The chief of New York’s Department of Environmental Conservation (DEC) said Thursday he was considering whether to extend a 60-day comment period on DEC’s hydraulic fracturing (fracking) report, which was issued in July.

DEC last month issued recommendations on fracking, which among other things would require operators to disclose chemicals used and prohibit drilling in all primary aquifers, watersheds of New York City and Syracuse, and all state-owned land (see Shale Daily, July 5). A 60-day public comment period then was launched, but some groups, including some lawmakers, have called for an extension to 180 days.

DEC Commissioner Joe Martens said he wasn’t “shutting the door” on whether to extend the comment period. “I’m reviewing all of their comments and we’ll make a decision on that at the end of the month,” Martens said. He spoke after the first meeting of DEC’s High-Volume Hydraulic Fracturing Advisory Panel, which met behind closed doors.

Among other things, the panel has begun work on a timeline to develop regulations that would ensure that state regulators, including the DEC, have enough resources to properly oversee future drilling activities. Martens said the panel’s initial recommendations are expected by early November. At the top of the list is DEC staffing requirements. The department has cut more than 859 full-time jobs in the past three years.

“We hope to have a series of recommendations from them in the form of a report, probably in two stages,” Martens said. “We’re asking them to look at the state issues first and the local issues next because the department has to put together a budget and submit it to the governor’s office in December.

“So we’re going to try and complete the assessment of state agency needs by early November so that we can take their recommendations, consider them and hopefully fold our own recommendations into our budget request.”

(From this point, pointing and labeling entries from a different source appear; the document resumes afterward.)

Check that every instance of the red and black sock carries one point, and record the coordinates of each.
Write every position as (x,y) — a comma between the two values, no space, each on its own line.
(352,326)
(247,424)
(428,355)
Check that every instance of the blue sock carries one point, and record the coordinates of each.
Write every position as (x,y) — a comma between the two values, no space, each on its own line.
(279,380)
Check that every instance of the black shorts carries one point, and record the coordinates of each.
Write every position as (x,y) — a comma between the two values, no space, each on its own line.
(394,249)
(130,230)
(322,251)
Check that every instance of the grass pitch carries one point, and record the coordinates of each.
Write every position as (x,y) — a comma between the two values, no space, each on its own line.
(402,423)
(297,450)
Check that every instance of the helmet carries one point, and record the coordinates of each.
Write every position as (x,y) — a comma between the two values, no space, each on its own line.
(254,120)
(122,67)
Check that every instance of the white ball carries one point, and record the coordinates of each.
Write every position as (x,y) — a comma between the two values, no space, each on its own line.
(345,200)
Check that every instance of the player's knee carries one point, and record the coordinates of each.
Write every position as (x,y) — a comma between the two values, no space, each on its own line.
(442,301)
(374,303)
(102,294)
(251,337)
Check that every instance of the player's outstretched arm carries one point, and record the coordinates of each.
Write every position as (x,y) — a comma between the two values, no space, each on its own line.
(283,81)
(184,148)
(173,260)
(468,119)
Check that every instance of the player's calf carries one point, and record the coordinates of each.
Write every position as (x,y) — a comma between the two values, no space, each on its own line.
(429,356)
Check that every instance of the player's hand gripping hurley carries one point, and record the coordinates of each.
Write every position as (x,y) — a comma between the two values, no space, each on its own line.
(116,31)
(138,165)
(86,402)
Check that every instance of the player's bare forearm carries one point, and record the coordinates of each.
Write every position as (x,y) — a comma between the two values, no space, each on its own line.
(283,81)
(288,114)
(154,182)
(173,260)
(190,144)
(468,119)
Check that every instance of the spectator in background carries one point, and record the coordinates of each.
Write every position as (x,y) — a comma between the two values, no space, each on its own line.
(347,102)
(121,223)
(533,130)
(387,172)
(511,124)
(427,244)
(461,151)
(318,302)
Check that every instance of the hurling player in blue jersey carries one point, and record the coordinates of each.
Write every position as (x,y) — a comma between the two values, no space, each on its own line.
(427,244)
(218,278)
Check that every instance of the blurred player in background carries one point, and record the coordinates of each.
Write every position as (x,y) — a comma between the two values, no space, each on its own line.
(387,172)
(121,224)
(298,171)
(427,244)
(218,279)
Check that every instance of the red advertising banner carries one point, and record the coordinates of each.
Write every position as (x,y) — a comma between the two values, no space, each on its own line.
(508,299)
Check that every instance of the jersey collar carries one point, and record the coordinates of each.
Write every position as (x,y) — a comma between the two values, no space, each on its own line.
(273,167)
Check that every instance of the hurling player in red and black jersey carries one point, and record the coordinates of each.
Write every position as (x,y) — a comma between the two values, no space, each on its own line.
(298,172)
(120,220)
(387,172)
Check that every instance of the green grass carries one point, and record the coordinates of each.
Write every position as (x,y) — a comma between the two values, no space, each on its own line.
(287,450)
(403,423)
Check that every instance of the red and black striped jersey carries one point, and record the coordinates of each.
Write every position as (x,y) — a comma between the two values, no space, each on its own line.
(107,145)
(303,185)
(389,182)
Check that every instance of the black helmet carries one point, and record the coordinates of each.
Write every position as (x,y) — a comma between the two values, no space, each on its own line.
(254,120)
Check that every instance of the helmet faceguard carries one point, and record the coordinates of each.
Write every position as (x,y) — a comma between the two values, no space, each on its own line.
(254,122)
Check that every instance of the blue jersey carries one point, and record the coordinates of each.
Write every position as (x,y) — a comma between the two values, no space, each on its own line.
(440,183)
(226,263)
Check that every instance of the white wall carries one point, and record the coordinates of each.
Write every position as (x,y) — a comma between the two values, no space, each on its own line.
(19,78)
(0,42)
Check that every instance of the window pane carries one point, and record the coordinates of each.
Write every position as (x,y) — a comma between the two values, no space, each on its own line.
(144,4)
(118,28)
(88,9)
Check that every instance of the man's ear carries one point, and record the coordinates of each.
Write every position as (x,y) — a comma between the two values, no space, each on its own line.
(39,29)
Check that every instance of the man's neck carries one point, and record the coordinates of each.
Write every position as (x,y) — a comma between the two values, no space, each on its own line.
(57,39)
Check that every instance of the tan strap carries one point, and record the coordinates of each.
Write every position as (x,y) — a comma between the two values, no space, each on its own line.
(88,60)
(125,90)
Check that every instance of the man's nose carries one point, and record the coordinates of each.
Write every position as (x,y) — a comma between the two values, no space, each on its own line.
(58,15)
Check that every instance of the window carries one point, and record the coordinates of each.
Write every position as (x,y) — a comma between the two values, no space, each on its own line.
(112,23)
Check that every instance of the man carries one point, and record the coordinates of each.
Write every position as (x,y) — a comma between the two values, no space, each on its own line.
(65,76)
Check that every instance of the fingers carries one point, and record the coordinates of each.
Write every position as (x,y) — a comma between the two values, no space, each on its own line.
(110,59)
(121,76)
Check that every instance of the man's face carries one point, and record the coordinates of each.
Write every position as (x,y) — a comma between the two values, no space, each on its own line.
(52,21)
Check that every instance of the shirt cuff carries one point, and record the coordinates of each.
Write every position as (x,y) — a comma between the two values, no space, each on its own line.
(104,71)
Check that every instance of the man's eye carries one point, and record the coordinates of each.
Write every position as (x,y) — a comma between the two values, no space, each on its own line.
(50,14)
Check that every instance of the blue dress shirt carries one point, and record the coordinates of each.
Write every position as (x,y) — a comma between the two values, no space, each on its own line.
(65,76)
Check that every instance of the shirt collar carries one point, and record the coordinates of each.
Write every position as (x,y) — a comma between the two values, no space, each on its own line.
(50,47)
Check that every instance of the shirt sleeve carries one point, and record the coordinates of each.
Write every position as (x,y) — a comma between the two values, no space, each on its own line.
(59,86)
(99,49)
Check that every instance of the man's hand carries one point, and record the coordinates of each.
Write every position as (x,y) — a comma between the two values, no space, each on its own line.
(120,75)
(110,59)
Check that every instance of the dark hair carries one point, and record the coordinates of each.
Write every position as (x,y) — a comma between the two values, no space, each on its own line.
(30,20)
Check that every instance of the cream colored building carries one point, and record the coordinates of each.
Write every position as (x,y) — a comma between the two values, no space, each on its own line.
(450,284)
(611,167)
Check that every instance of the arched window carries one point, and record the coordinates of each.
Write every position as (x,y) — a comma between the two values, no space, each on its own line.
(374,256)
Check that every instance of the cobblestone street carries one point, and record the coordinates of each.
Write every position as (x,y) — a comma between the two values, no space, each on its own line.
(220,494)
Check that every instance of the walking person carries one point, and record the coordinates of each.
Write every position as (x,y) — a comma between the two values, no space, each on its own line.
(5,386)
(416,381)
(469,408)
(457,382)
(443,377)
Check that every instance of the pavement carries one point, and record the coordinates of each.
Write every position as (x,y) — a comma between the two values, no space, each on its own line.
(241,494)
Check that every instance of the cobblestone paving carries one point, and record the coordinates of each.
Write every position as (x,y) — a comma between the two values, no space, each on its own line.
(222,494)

Panel members plan to share information in the interim with the next meeting slated in early September. Initial panel members, composed of energy industry representatives, lawmakers, regulators and environmentalists, were appointed in July when the draft recommendations were issued. Five additional people were named Thursday, including Brad Gill, who is executive director of the New York Independent Oil & Gas Association. Also serving on the panel will be Chemung County Executive Thomas Santulli, Robert Williams of the Joint Landowners Coalition, Jeff Williams of the New York Farm Bureau and Town of Smyrna Supervisor James Bays.